How the admission unfolded
Documents made public this month show that Karyna Shuliak, who moved to the United States from Belarus in 2010 after four years of dental study there, was initially denied admission to Columbia’s dental program in February 2012, only to be admitted as a transfer student on May 3, 2012. Faculty and alumni emails with Epstein’s associates included requests to evaluate her transcripts, arrange a campus tour and design an accelerated study plan tailored to her background, according to reporting by Bloomberg. The files show Shuliak enrolled that summer and later graduated from Columbia’s dental program in 2015.
Who was involved
The records identify several faculty and alumni who intervened on Shuliak’s behalf, including Manhattan dentist and prominent fundraiser Dr. Thomas Magnani, who has now been removed from admissions roles and other university affiliations.

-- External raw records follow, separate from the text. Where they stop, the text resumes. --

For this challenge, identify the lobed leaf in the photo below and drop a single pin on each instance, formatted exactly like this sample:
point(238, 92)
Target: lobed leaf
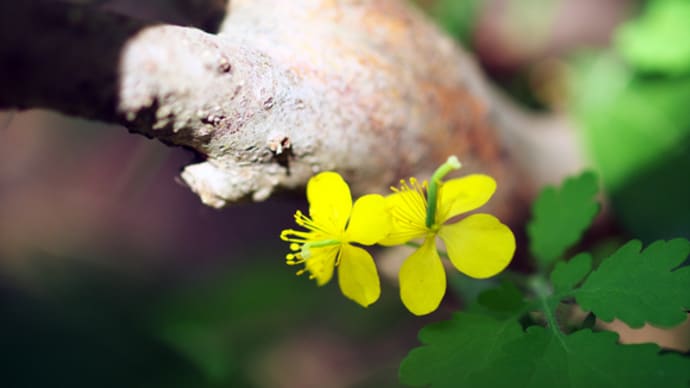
point(640, 286)
point(457, 349)
point(566, 275)
point(540, 358)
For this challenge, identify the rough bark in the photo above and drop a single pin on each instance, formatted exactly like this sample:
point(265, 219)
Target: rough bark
point(285, 89)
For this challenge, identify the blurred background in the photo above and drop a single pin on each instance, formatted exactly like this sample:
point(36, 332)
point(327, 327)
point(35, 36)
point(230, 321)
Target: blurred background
point(112, 274)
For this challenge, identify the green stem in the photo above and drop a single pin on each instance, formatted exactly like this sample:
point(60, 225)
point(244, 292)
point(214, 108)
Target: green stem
point(451, 164)
point(540, 286)
point(415, 245)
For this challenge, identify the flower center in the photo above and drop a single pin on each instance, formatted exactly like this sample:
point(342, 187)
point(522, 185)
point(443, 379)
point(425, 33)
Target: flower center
point(432, 192)
point(305, 249)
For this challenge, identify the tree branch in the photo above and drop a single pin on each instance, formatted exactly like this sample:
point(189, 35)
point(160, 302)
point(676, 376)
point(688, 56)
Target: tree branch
point(370, 89)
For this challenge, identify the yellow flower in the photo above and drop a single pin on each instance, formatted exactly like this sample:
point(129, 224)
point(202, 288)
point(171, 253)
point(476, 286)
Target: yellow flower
point(479, 245)
point(334, 224)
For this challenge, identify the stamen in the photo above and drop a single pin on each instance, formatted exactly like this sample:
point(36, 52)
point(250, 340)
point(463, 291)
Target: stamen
point(451, 164)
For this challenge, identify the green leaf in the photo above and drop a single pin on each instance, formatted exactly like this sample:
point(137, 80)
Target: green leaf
point(568, 274)
point(583, 359)
point(637, 130)
point(658, 41)
point(502, 302)
point(560, 217)
point(454, 350)
point(640, 286)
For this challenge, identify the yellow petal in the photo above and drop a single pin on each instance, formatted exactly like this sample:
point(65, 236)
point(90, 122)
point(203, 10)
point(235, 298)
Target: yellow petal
point(408, 217)
point(423, 279)
point(357, 275)
point(369, 222)
point(464, 194)
point(321, 263)
point(479, 246)
point(330, 201)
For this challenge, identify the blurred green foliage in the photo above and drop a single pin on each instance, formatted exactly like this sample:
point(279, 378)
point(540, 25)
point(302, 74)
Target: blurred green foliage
point(457, 18)
point(561, 216)
point(82, 325)
point(658, 40)
point(633, 103)
point(517, 335)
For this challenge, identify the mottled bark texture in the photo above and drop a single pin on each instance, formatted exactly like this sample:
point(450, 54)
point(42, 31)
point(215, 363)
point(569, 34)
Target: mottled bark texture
point(284, 89)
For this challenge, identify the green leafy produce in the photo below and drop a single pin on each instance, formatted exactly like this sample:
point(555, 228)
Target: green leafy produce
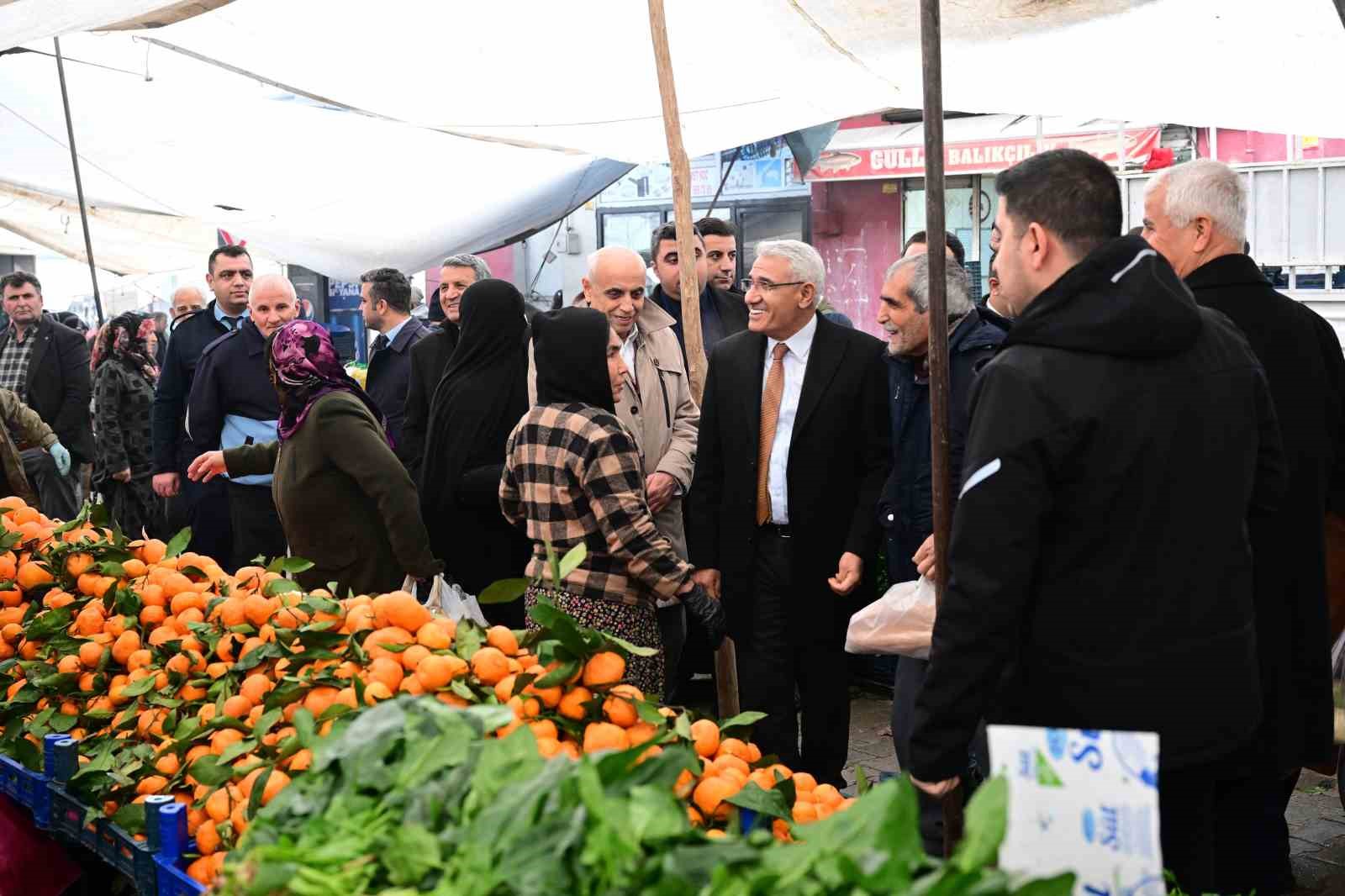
point(412, 797)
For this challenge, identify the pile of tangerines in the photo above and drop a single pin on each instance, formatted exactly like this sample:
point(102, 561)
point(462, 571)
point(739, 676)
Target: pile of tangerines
point(181, 678)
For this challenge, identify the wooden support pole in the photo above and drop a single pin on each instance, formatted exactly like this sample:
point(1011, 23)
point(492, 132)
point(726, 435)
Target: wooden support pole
point(935, 235)
point(725, 660)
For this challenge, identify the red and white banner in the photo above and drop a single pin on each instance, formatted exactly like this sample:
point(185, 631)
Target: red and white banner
point(978, 156)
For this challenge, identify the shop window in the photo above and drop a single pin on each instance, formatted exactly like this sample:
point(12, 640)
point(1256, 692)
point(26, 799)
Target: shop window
point(631, 229)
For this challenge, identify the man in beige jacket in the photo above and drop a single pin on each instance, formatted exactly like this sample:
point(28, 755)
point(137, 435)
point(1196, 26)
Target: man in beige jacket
point(657, 405)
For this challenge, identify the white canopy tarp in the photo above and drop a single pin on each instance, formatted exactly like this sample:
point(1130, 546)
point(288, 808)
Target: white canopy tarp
point(24, 20)
point(333, 190)
point(582, 74)
point(336, 190)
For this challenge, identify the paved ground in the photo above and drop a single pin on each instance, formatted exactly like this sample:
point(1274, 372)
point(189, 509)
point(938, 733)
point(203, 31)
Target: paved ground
point(1316, 818)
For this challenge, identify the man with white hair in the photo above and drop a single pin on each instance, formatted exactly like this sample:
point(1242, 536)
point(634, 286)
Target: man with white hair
point(793, 452)
point(657, 407)
point(905, 508)
point(233, 403)
point(1196, 214)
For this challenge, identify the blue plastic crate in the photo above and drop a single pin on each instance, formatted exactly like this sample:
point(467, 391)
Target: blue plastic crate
point(67, 817)
point(27, 788)
point(129, 856)
point(10, 777)
point(172, 842)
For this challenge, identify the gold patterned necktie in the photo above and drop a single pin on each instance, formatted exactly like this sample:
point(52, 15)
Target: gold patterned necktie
point(770, 417)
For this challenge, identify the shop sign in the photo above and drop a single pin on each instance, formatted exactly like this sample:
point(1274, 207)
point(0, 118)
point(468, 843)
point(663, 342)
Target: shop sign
point(1082, 801)
point(975, 156)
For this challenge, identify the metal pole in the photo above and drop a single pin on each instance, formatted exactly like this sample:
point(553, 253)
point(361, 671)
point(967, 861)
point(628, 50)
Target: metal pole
point(935, 235)
point(725, 658)
point(74, 161)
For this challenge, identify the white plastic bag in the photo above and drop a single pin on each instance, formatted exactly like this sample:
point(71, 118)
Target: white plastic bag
point(900, 622)
point(450, 600)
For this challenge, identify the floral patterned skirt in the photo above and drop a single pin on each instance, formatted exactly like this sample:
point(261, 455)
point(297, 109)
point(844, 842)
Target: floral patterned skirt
point(638, 625)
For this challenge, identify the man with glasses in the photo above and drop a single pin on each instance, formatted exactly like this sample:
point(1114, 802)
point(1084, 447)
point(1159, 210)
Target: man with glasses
point(385, 302)
point(723, 314)
point(794, 448)
point(205, 506)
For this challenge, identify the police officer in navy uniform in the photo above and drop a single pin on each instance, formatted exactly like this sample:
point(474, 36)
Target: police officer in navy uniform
point(203, 506)
point(233, 403)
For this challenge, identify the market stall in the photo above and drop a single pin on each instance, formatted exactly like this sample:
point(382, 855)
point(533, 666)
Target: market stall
point(192, 725)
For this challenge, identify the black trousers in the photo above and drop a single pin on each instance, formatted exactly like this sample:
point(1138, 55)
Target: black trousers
point(1187, 825)
point(910, 678)
point(206, 510)
point(257, 530)
point(1251, 835)
point(773, 667)
point(55, 493)
point(672, 631)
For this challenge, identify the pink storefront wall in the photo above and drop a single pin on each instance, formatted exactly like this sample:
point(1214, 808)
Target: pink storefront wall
point(1255, 147)
point(857, 228)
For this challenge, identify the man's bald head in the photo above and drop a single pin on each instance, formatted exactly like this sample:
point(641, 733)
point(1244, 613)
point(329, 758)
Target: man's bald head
point(615, 286)
point(272, 303)
point(186, 300)
point(614, 259)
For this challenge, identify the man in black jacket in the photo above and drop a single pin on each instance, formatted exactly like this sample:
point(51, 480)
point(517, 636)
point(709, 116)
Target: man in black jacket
point(46, 363)
point(1118, 444)
point(430, 356)
point(793, 452)
point(229, 275)
point(723, 314)
point(905, 509)
point(385, 302)
point(233, 403)
point(1196, 215)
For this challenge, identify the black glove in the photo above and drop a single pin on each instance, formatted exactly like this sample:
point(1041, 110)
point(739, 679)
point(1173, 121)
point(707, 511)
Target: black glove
point(709, 611)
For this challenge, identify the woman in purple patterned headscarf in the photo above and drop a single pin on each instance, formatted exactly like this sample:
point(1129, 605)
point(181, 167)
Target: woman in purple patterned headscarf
point(304, 366)
point(345, 499)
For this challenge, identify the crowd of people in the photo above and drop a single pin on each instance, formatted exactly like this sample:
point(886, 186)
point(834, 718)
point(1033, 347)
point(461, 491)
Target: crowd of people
point(1145, 440)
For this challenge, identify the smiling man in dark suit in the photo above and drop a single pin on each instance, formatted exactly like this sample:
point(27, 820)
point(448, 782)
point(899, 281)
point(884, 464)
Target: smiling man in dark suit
point(793, 455)
point(385, 302)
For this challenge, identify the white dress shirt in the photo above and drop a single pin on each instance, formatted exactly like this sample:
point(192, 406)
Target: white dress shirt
point(795, 363)
point(629, 350)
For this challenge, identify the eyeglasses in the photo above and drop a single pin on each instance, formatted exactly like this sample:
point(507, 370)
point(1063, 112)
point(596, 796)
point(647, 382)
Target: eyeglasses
point(748, 284)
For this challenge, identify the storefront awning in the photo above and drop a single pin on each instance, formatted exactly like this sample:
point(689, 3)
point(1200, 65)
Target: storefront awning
point(979, 145)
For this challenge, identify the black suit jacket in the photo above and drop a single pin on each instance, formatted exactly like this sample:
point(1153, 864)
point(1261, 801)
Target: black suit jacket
point(390, 374)
point(428, 360)
point(60, 385)
point(840, 455)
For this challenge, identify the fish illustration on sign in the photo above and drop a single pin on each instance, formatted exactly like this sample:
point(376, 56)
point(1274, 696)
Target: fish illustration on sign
point(833, 161)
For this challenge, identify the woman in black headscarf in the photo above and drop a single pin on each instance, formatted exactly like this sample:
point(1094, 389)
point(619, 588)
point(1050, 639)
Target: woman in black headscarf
point(479, 400)
point(124, 377)
point(573, 475)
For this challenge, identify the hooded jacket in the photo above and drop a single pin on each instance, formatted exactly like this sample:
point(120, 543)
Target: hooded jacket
point(905, 509)
point(1118, 444)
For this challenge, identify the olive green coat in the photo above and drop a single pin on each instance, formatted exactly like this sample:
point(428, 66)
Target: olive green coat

They also show then dean Ira Lamster exchanging emails with Epstein about the student and later accepting a $100,000 contribution for a Lamster fund, and they name Dr. Letty Moss-Salentijn as having played a mentoring and administrative role that Columbia is reassigning, according to reporting reproduced by GV Wire.
Money and optics
Banking records included in the DOJ disclosure indicate that Epstein and related entities paid tuition and made gifts tied to Shuliak’s time at Columbia. The university told reporters it had identified roughly $210,000 in donations connected to those sources. Columbia said it would redirect that money to survivor organizations and framed the move as part of its response to the findings, according to ABC News. At the same time, the school has stressed that, to its knowledge, the enrolled student has not been found responsible for any wrongdoing.
A broader pattern
The newly public files fit into a broader pattern that critics and investigators say Epstein used, one that involved offering admissions help, scholarships and tuition payments as a way to attract and control young women. Lawmakers pressed Columbia and other institutions for records after survivors described being promised access to education as part of Epstein’s approach, as reported by The Guardian. The latest tranche of Justice Department documents has already triggered reviews on multiple campuses and renewed scrutiny from Congress and advocacy groups.
What comes next
Columbia said its review focused on leadership within the dental college and that central administration did not direct the fundraising conversations reflected in the records. Even so, the disclosures have revived questions about how donor influence intersects with admissions at professional schools and how consistently policies are applied. The university said it will keep examining the materials and take additional steps if warranted, according to Bloomberg. For now, Columbia is left to weigh accountability for what happened with the fact that many of the people named in the files are no longer on its campus.